Defining who she is apart from the claustrophobic relationships she maintains with her divorced parents emerges as a critical element in Izzy’s emotional growth. Now she is being dropped off at the mall to spent four whole hours with just her friends. The moment she steps away from her parents’ world, she feels liberated. She handles the guilt and the feeling of euphoria in at last being herself. The irony is that while at the mall, being herself, Izzy has her encounter with store security.
“This is a store for those who…can afford it […] My job is to remove possible…threats.”
The awkward, subtly hostile encounter with the store security guard exposes Izzy to how white America perceives her. Despite her biracial identity, here Izzy is defined as a Black kid and, as such, as a security problem. Here, Izzy experiences for the first time the reality of racial profiling. The stammer of the guard, suggested by the series of dots, reveals how carefully he is trying to avoid saying the obvious: that these two 11-year-olds are perceived as a threat only because of the color of their skin.
“I get so excited I let go of the balloons—about a zillion red, yellow, blue, purple, and green rubber globes bobble all over the ceiling. Bobbling—exactly how I feel.”
Love, not hate, exhilarates Izzy. Izzy celebrates the love between John Mark and her mother. In his elaborately staged, wonderfully romantic proposal, John Mark reveals to Izzy something she had yet to see in the relationship between her parents: genuine, unaffected, unironic love. She is giddy. This moment is far from the contentious squabbling of her own parents. As such, this marks Izzy’s initial movement toward her celebration of her expanding family.
“I like when I need the black keys—the flats and sharps. They make the music jump out and grab whoever gets to listen.”
Izzy explores her emerging awareness of the implications of her biracial identity by using the black and white keys of her piano. Here she stresses the flamboyant, edgy sounds of the black keys, a suggestion of her own growing appreciation of her Black identity through the vehicle of her class’s exploration of racism in America and their investigation into the legacy of Black poets. She has also been introduced to the Black music that Anastasia shares with her. She is still, however, evolving toward her concept of harmony between and among the black and white keys.
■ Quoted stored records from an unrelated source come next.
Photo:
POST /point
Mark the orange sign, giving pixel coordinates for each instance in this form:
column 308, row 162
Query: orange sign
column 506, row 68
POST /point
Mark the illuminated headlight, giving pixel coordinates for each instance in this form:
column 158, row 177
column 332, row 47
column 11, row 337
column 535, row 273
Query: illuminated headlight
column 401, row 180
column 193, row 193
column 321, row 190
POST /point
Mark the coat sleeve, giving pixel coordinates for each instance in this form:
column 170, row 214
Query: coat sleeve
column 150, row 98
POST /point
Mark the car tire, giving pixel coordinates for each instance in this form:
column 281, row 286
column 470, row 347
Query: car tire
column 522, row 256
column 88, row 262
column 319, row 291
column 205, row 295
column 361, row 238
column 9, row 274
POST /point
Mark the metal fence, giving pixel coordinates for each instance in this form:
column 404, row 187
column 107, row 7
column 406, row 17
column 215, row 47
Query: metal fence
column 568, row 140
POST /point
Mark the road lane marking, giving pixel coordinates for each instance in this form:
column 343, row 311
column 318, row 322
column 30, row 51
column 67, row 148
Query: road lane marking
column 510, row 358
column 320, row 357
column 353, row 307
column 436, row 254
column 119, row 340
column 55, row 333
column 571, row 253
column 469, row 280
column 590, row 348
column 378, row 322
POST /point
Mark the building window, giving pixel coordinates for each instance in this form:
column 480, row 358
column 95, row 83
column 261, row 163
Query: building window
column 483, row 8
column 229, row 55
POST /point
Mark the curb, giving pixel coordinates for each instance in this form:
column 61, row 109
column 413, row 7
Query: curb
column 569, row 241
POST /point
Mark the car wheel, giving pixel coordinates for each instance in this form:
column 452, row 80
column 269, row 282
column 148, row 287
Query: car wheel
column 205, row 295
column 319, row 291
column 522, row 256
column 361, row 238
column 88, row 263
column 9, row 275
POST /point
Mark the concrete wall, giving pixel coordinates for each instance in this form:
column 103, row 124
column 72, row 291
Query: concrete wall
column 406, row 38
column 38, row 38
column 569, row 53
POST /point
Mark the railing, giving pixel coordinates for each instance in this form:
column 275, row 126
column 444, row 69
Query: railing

“The boring old men in the paintings that line the walls remain stiff and unsmiling—sorta how a part of me feels. Does that make me an awful human being? I think it does.”
Izzy is still struggling to grasp the reality of her expanding family. She is uncertain over how to read Anastasia. Because she is still coming to terms with Anastasia, Izzy is uncertain over how to react to witnessing her father’s staid and perfectly tempered proposal in the fancy steakhouse. Unlike John Mark’s proposal, this proposal lacks the crazy energy and unaffected love of the Waffle House proposal. Part of Izzy’s education centers on her coming to terms with her expanding family and, in turn, appreciating the depth of love her father feels for his new fiancée, despite his straitlaced and buttoned-down proposal.
“There’s really no hiding place in sight, so I press against the wall of the building, in the middle of a bed of freshly planted tulips and daffodils. I pull my jacket close—the storm is like liquid fury. Exactly how I feel.”
Izzy is furious at her parents. Izzy’s father has just called the cops on her mother because she is running late for the exchange at the mall. Izzy cannot take the emotional stress. She bolts from the ugly scene between her parents and runs out into the rain into the parking lot, where she ends up standing in the mall’s garden. Like the tulips and daffodils, Izzy is herself a budding flower, growing in awareness even if that awareness includes rage.
“I also realize that while I was playing, not even once did I think about weddings. Not once—in, like, an hour. Woop, woop.”
As her parents continue to feud over their conflicting weddings, Izzy increasingly finds comfort and refuge in her piano. As she practices the piano, the music becomes her refuge, her place apart. Izzy must learn that the piano cannot protect her, and, in the end, she will make her peace with the dynamics of her new family. For now, music is her solace.
“So you’re saying that the pretty part of me came from my mom, and if I weren’t pretty, then that would have come from my dad?”
A white kid who has a crush on Izzy awkwardly tries to compliment Izzy after meeting her mother by saying that he had no idea Izzy was biracial and that biracial girls, with their exotic looks, are so pretty. Izzy, increasingly more sensitive over her identity, quickly challenges the boy’s unintentional racism: that she gets her looks from her white side. The white kid stumbles with an apology, but the point is clear. Izzy has begun to develop her sensitivity over her complicated identity.
“The sky is blue. I know my piece. I’m ready.”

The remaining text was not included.